Steve Reed on 10 Jan 2008 at 9:56 pm #
Another comment from the AGI list, in which I answer a question from Mike Dougherty:
If I understand your question correctly it asks whether a non-expert user can be guided to use Controlled English in a dialog system. In such a system it is expected that small differences exist between the few things that the system understands and the vast number of things that the system does not understand. The differences can be morphological (e.g. spelling), or lexical (e.g. vocabulary), or syntactic (e.g. passive vs active), or semantic (e.g. word sense). Therefore my challenge is to (1) find a polite, non-boring, engaging manner to get the user to say things the way the system can understand, and (2) enable the system to understand new forms, such as what the user is trying to say but currently cannot be understood. The Texai bootstrap dialog system will be an expert system on lexical knowledge acquisition, and hopefully will swiftly grow past the very-hard-to-use stage.
This is an idea that I wanted to try at Cycorp but Doug Lenat said that it had been tried before and failed, due to great resistance among users to Controlled English. Let’s see if this idea can be made to work now, or not.
Steve Reed on 10 Jan 2008 at 10:20 pm #
Comment from the AGI list in which I answer a question from Will Pearson:
[Will said]
…What I mean by it, is systems that can learn from lessons like the following
http://www.primaryresources.co.uk/english/PC_prefix2.htm …
[I answered]
Affixes are morphological constructions and my system could have rules to handle them. I plan eventually to include such rules for combinations that are new.
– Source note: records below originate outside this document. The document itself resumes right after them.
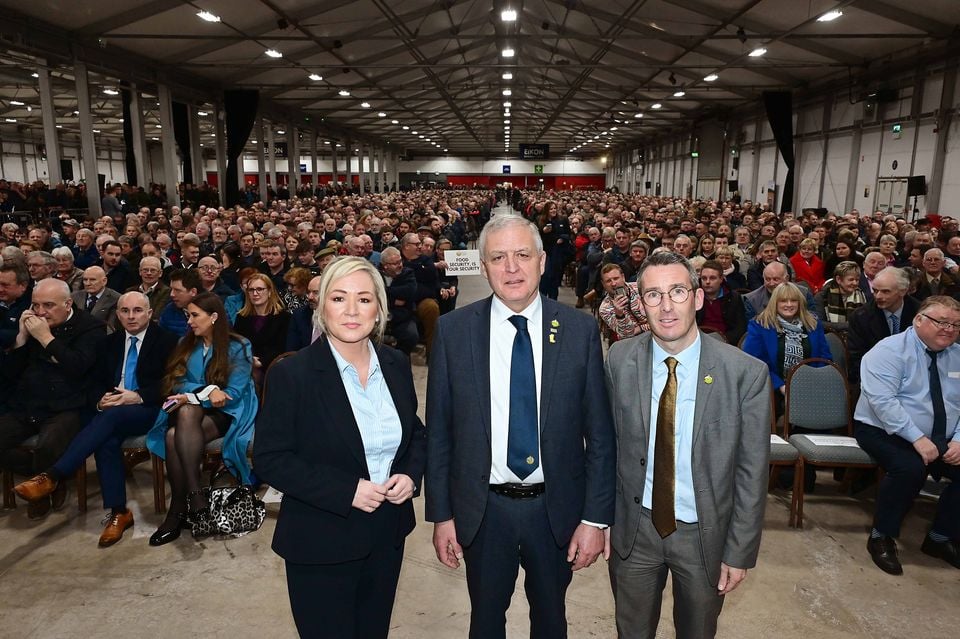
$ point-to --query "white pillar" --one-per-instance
(169, 145)
(88, 148)
(49, 114)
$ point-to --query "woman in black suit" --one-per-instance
(339, 436)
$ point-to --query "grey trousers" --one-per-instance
(638, 582)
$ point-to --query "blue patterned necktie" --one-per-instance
(522, 439)
(130, 368)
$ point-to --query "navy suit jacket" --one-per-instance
(158, 344)
(577, 440)
(308, 446)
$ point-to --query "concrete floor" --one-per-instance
(816, 582)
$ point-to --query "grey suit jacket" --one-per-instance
(104, 310)
(731, 447)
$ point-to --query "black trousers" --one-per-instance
(349, 600)
(55, 431)
(905, 476)
(514, 533)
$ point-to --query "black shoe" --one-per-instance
(883, 551)
(166, 535)
(946, 550)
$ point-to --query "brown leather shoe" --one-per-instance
(116, 524)
(36, 488)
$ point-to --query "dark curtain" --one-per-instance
(181, 132)
(131, 159)
(240, 112)
(779, 106)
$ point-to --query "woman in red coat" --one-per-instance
(808, 267)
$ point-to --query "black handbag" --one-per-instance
(234, 511)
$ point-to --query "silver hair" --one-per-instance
(505, 221)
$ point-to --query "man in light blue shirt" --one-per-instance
(906, 419)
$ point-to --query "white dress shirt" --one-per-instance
(502, 334)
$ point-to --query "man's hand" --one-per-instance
(369, 496)
(399, 488)
(449, 552)
(585, 546)
(927, 450)
(38, 329)
(730, 578)
(952, 456)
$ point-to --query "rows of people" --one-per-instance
(238, 287)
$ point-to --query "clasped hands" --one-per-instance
(396, 490)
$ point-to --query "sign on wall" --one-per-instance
(534, 151)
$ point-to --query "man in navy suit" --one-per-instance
(548, 507)
(127, 388)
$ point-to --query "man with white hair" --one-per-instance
(48, 370)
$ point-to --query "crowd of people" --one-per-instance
(164, 321)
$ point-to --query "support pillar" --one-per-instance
(88, 148)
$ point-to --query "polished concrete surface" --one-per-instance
(816, 582)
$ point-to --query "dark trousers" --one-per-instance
(55, 433)
(514, 533)
(102, 437)
(638, 582)
(350, 600)
(905, 476)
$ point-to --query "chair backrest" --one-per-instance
(817, 397)
(838, 351)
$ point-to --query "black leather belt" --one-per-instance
(518, 491)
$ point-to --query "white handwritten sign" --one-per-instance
(462, 262)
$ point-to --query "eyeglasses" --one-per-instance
(943, 326)
(678, 295)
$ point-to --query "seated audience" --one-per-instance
(208, 377)
(126, 379)
(906, 419)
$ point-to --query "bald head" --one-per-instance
(94, 280)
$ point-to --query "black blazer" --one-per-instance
(270, 341)
(867, 326)
(158, 344)
(577, 440)
(308, 446)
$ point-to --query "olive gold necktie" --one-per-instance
(664, 472)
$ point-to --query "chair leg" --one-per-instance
(798, 492)
(9, 500)
(159, 489)
(81, 480)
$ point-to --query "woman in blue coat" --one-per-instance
(210, 394)
(783, 334)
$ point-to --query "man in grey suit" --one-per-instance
(520, 442)
(96, 298)
(692, 463)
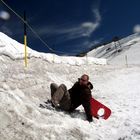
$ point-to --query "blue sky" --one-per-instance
(71, 26)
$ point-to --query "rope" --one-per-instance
(29, 26)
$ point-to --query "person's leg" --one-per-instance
(53, 88)
(58, 95)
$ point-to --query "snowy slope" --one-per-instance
(23, 89)
(15, 50)
(126, 51)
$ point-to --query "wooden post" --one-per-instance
(126, 61)
(25, 41)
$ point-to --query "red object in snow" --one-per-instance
(96, 106)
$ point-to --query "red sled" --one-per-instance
(96, 106)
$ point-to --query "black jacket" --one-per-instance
(81, 95)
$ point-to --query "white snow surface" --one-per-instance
(122, 52)
(23, 89)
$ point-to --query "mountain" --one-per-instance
(124, 51)
(23, 89)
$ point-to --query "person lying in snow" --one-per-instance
(69, 100)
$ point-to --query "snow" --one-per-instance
(127, 54)
(22, 90)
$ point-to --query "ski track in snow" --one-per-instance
(22, 90)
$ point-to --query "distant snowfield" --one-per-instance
(23, 89)
(124, 52)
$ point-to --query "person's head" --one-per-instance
(84, 79)
(90, 85)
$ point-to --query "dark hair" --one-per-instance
(90, 85)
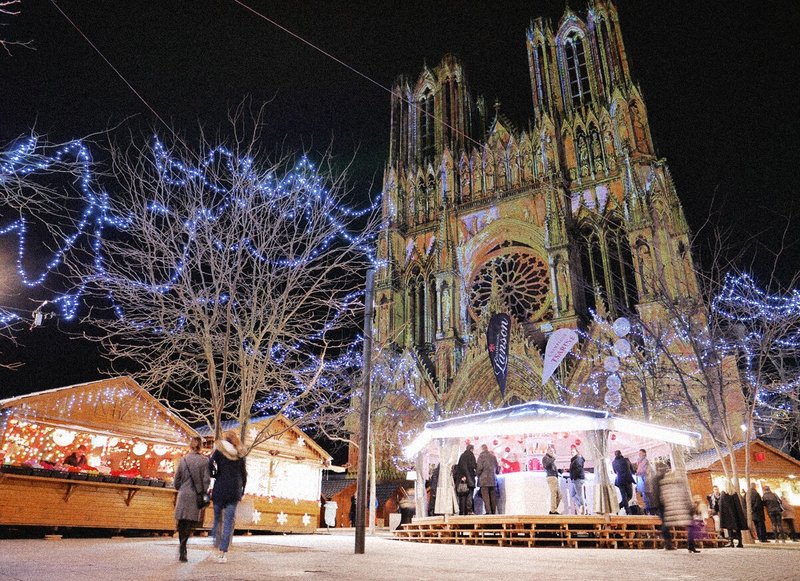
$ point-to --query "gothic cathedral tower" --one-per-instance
(574, 213)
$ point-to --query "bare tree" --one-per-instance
(231, 279)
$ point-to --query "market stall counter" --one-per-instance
(94, 455)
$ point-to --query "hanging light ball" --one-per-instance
(622, 327)
(613, 399)
(99, 441)
(611, 364)
(622, 348)
(63, 437)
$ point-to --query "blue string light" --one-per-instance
(28, 158)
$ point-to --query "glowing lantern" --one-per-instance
(63, 437)
(622, 327)
(99, 441)
(611, 364)
(622, 348)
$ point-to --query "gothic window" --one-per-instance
(519, 278)
(416, 294)
(620, 260)
(577, 71)
(433, 309)
(583, 154)
(541, 77)
(594, 278)
(425, 109)
(607, 72)
(448, 111)
(596, 150)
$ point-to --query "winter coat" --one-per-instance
(772, 503)
(623, 469)
(731, 515)
(467, 466)
(196, 465)
(228, 467)
(757, 506)
(676, 501)
(549, 465)
(653, 490)
(576, 468)
(487, 469)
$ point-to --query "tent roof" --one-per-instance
(542, 418)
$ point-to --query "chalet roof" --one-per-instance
(542, 418)
(333, 486)
(707, 458)
(205, 431)
(116, 406)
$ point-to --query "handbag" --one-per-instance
(203, 499)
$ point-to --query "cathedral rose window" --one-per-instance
(521, 281)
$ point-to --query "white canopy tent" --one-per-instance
(523, 432)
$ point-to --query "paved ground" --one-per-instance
(330, 556)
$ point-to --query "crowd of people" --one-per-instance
(644, 488)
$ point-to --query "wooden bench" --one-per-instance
(599, 531)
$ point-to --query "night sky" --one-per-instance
(719, 79)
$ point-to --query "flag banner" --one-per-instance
(559, 344)
(498, 336)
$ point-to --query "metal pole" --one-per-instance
(363, 448)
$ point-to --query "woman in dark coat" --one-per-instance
(191, 477)
(731, 517)
(624, 480)
(228, 467)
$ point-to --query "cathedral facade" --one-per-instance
(571, 215)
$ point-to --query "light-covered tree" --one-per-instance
(226, 281)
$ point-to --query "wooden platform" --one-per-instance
(610, 532)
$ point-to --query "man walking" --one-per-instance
(465, 469)
(487, 479)
(551, 472)
(757, 507)
(774, 508)
(577, 476)
(642, 473)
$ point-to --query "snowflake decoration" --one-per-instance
(252, 433)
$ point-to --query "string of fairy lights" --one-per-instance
(28, 158)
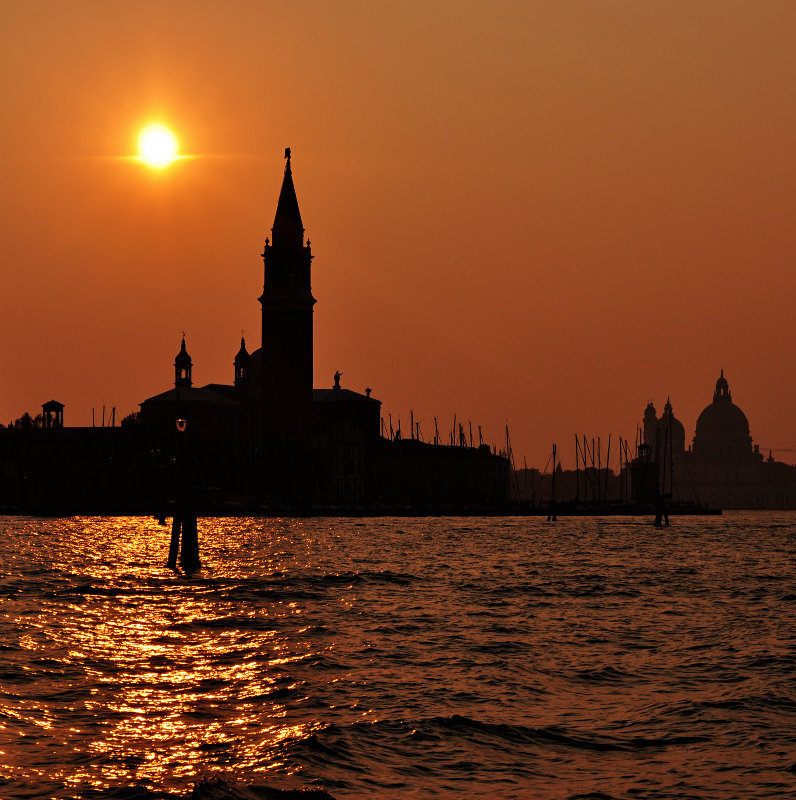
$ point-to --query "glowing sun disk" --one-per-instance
(157, 146)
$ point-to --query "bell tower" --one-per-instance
(182, 368)
(287, 307)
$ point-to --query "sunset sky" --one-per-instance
(540, 213)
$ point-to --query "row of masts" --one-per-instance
(460, 435)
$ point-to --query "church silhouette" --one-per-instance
(270, 434)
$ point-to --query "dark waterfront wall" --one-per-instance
(134, 468)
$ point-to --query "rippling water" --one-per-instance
(467, 658)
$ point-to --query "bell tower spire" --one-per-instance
(183, 367)
(287, 307)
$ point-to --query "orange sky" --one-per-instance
(547, 215)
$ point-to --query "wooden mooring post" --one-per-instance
(184, 532)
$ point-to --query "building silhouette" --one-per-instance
(266, 440)
(722, 468)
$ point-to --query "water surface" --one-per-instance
(446, 657)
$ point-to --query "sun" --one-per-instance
(157, 146)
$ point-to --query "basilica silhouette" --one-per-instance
(722, 467)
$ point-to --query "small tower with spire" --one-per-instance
(182, 368)
(287, 310)
(242, 363)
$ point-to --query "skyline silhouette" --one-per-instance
(545, 218)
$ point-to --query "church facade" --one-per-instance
(270, 434)
(722, 468)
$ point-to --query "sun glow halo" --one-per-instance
(157, 146)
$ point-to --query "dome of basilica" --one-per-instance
(722, 430)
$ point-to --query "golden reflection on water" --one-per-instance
(448, 631)
(179, 673)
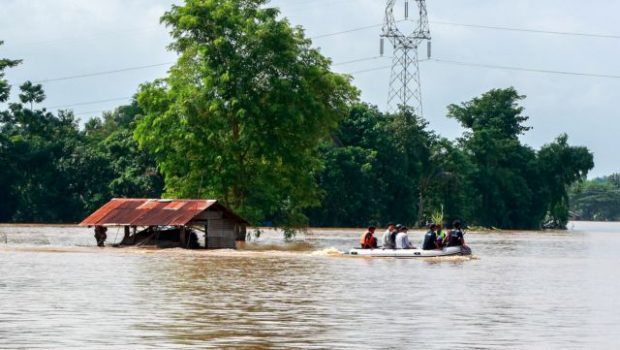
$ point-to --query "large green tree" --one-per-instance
(518, 187)
(242, 112)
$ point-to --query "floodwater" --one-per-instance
(520, 290)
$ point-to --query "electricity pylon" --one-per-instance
(405, 88)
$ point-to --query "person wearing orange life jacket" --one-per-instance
(368, 240)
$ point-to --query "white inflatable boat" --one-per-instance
(410, 253)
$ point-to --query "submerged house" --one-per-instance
(168, 223)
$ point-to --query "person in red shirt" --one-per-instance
(368, 240)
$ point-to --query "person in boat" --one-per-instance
(430, 238)
(387, 240)
(455, 236)
(100, 235)
(402, 239)
(442, 237)
(368, 240)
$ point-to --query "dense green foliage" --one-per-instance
(252, 115)
(242, 112)
(391, 167)
(53, 171)
(597, 199)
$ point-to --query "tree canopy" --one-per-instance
(241, 114)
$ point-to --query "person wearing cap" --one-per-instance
(430, 238)
(455, 236)
(386, 240)
(368, 240)
(402, 239)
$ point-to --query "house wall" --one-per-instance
(221, 234)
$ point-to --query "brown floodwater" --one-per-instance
(520, 290)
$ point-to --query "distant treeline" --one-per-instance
(252, 115)
(597, 199)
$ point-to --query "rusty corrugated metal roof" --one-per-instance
(152, 212)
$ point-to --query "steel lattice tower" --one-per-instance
(405, 88)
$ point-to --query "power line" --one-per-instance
(359, 60)
(79, 76)
(523, 69)
(527, 30)
(92, 102)
(121, 70)
(346, 31)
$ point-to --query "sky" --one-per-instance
(92, 55)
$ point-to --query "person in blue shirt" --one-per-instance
(402, 240)
(430, 238)
(455, 236)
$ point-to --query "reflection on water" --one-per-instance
(551, 290)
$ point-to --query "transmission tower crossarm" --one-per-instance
(405, 87)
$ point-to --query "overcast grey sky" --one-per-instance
(65, 38)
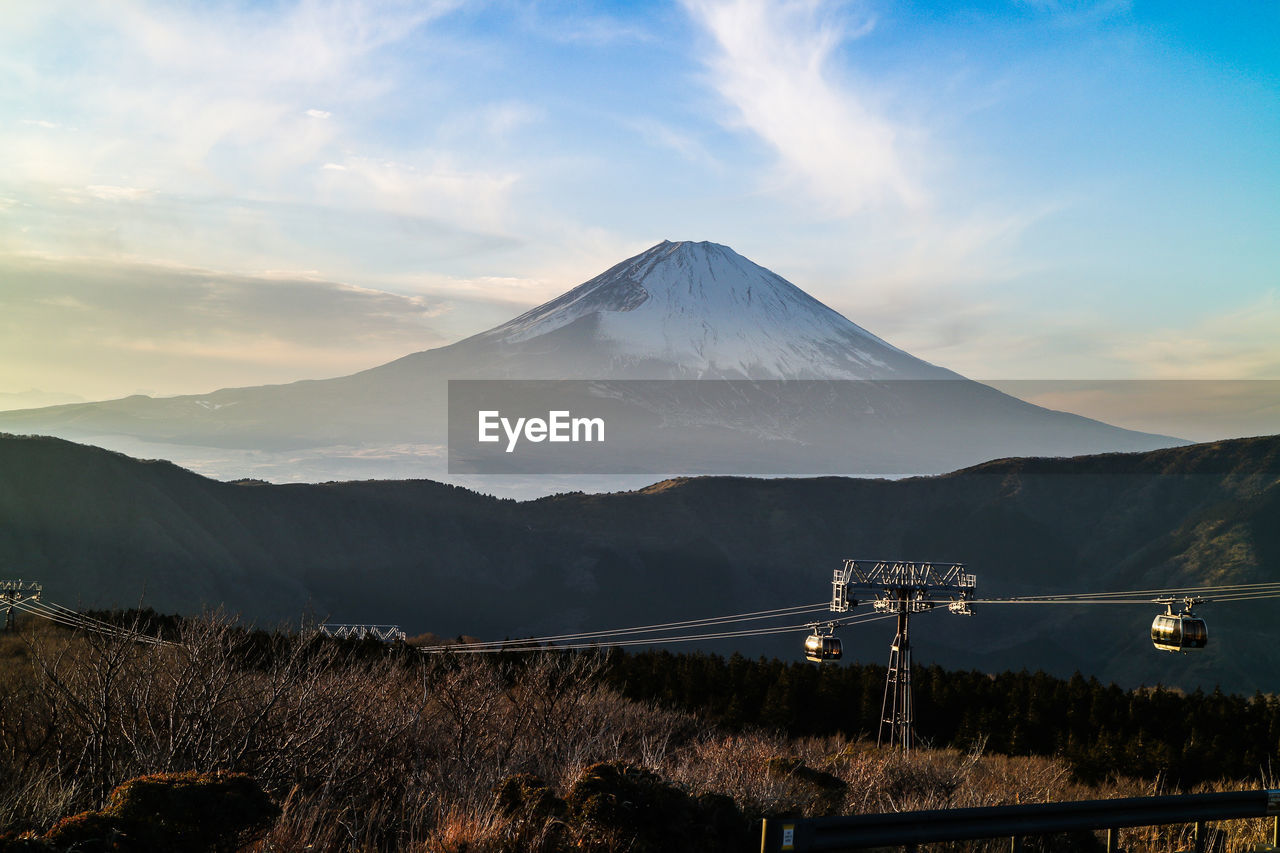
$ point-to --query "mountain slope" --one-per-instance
(675, 311)
(99, 528)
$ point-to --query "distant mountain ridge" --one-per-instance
(99, 528)
(679, 310)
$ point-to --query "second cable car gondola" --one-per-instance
(822, 647)
(1179, 632)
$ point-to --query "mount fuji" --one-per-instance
(679, 310)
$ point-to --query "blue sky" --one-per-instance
(227, 194)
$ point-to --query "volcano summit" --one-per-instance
(676, 311)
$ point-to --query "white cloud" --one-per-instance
(773, 64)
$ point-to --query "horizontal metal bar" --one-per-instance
(995, 821)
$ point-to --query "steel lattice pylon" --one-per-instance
(903, 588)
(14, 591)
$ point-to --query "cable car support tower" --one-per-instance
(901, 588)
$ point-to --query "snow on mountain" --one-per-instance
(702, 310)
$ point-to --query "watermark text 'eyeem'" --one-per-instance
(557, 427)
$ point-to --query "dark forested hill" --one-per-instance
(97, 529)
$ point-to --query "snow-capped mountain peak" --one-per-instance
(699, 309)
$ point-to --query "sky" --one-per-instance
(233, 194)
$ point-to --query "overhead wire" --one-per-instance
(522, 646)
(778, 612)
(677, 632)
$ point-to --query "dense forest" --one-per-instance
(101, 529)
(1098, 729)
(110, 743)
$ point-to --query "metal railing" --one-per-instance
(909, 829)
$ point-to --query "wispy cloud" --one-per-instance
(1238, 343)
(773, 63)
(101, 329)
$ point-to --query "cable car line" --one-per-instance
(469, 648)
(691, 623)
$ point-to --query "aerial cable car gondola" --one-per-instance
(822, 644)
(1179, 632)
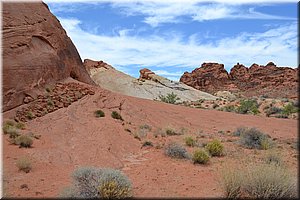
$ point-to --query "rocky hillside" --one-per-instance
(148, 86)
(36, 51)
(269, 80)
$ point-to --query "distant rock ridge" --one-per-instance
(256, 80)
(36, 51)
(149, 85)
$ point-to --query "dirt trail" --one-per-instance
(72, 137)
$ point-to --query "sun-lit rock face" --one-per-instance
(36, 51)
(256, 80)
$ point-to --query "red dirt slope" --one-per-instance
(72, 137)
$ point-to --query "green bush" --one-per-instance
(145, 126)
(289, 109)
(255, 139)
(200, 156)
(20, 125)
(147, 143)
(175, 150)
(99, 113)
(89, 182)
(249, 106)
(189, 141)
(30, 115)
(215, 148)
(169, 98)
(273, 158)
(229, 108)
(264, 181)
(24, 141)
(232, 181)
(269, 181)
(116, 115)
(11, 131)
(281, 115)
(273, 110)
(24, 164)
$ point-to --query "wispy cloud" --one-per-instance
(278, 44)
(157, 13)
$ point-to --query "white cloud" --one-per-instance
(166, 73)
(278, 45)
(157, 13)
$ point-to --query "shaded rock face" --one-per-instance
(91, 64)
(256, 80)
(36, 51)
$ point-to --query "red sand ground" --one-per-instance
(72, 137)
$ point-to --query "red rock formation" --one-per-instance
(36, 51)
(90, 64)
(253, 81)
(146, 74)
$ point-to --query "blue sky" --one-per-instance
(171, 37)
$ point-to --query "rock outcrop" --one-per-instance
(36, 51)
(149, 85)
(146, 74)
(256, 80)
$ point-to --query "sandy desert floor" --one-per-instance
(73, 137)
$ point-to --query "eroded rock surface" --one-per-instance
(268, 80)
(36, 51)
(148, 85)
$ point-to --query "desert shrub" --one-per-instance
(175, 150)
(90, 182)
(147, 143)
(189, 141)
(50, 102)
(20, 125)
(215, 106)
(273, 158)
(255, 139)
(169, 98)
(264, 181)
(289, 109)
(145, 126)
(269, 181)
(239, 131)
(228, 108)
(11, 131)
(24, 164)
(281, 115)
(200, 156)
(232, 181)
(114, 185)
(99, 113)
(24, 141)
(170, 131)
(29, 115)
(273, 110)
(116, 115)
(249, 106)
(215, 148)
(7, 125)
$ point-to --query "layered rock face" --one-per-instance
(36, 51)
(149, 85)
(256, 80)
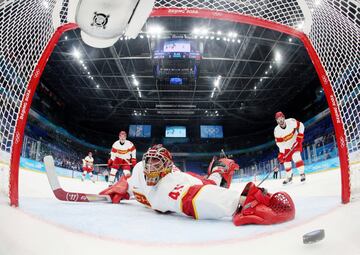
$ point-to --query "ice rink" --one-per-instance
(44, 225)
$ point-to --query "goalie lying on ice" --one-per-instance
(156, 183)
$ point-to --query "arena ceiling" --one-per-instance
(262, 71)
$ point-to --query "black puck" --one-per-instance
(313, 236)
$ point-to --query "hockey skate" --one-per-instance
(302, 177)
(288, 180)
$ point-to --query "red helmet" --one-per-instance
(279, 115)
(157, 163)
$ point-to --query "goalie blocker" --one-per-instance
(155, 185)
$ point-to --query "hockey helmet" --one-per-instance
(157, 163)
(279, 115)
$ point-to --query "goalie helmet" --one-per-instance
(279, 115)
(157, 163)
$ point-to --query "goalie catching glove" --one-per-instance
(118, 191)
(263, 208)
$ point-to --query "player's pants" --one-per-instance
(299, 163)
(210, 202)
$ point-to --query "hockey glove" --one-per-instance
(281, 158)
(299, 140)
(110, 162)
(118, 191)
(261, 207)
(133, 162)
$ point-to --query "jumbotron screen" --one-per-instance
(140, 131)
(207, 131)
(177, 49)
(175, 131)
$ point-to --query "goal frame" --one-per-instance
(192, 13)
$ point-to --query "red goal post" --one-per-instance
(329, 30)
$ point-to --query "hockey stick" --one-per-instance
(223, 152)
(68, 196)
(267, 176)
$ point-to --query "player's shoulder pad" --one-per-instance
(291, 119)
(115, 143)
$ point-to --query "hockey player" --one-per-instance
(289, 136)
(123, 155)
(154, 184)
(88, 167)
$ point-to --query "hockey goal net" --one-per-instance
(329, 29)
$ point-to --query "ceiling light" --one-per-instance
(46, 4)
(278, 56)
(76, 54)
(196, 31)
(155, 29)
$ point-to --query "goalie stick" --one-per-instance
(68, 196)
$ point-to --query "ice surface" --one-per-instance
(44, 225)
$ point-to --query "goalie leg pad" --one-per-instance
(264, 208)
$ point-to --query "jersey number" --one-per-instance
(175, 193)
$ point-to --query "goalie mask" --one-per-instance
(157, 163)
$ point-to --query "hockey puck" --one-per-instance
(314, 236)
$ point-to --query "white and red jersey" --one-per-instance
(184, 194)
(285, 138)
(88, 164)
(124, 151)
(88, 161)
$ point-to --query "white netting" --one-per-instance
(332, 27)
(334, 33)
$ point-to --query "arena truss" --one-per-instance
(329, 30)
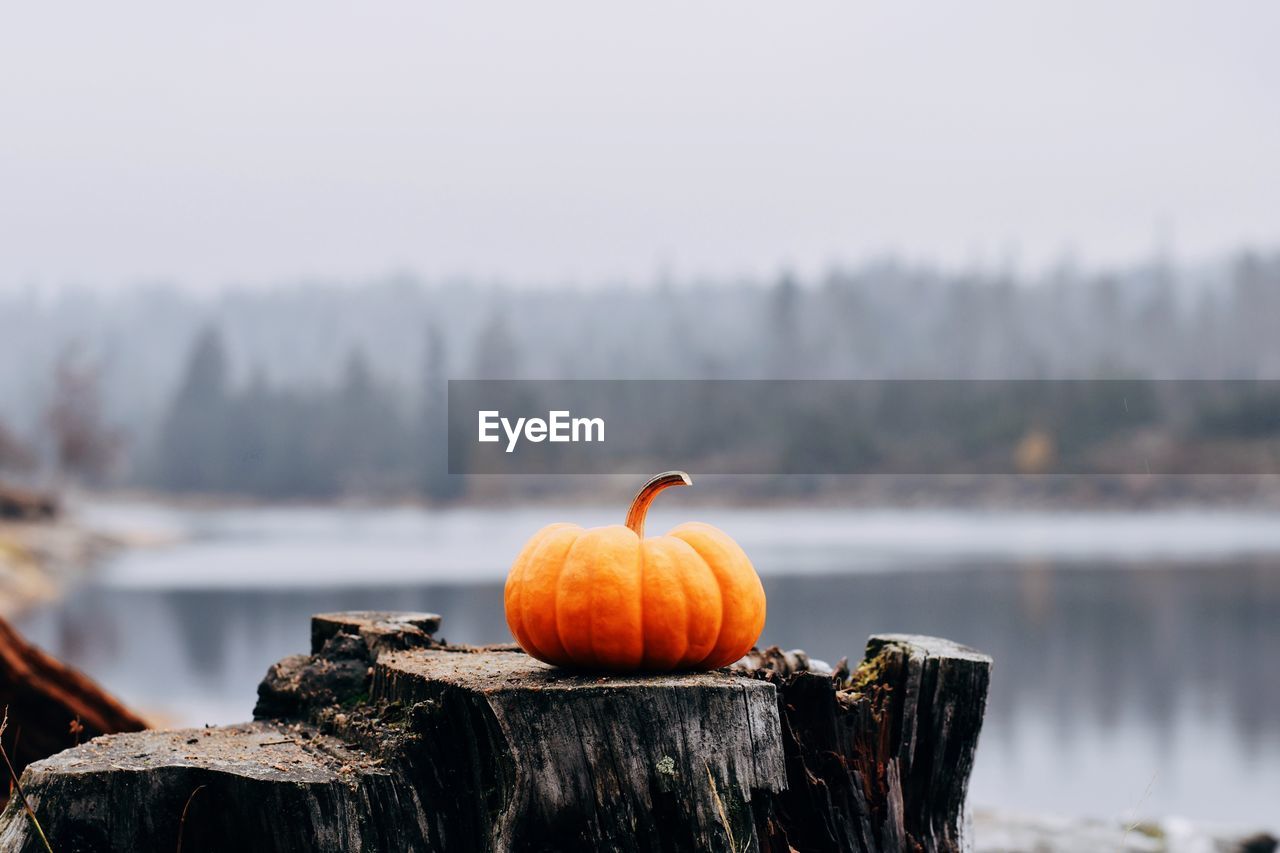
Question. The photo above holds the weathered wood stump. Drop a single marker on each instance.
(49, 705)
(384, 739)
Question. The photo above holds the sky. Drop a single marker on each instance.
(585, 142)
However the Texai lexicon will explicitly represent all common word forms and multi-word phrases that would otherwise be covered by rules in order to accommodate exceptions. My goal is precise understanding and generation, and that goal is guided by the desire to be cognitively plausible, (i.e. do as humans do). I believe that the human mental lexicon caches morphological rules in the projected word forms paired with their semantics, and invokes these rules only when comprehending a new or uncommon combination.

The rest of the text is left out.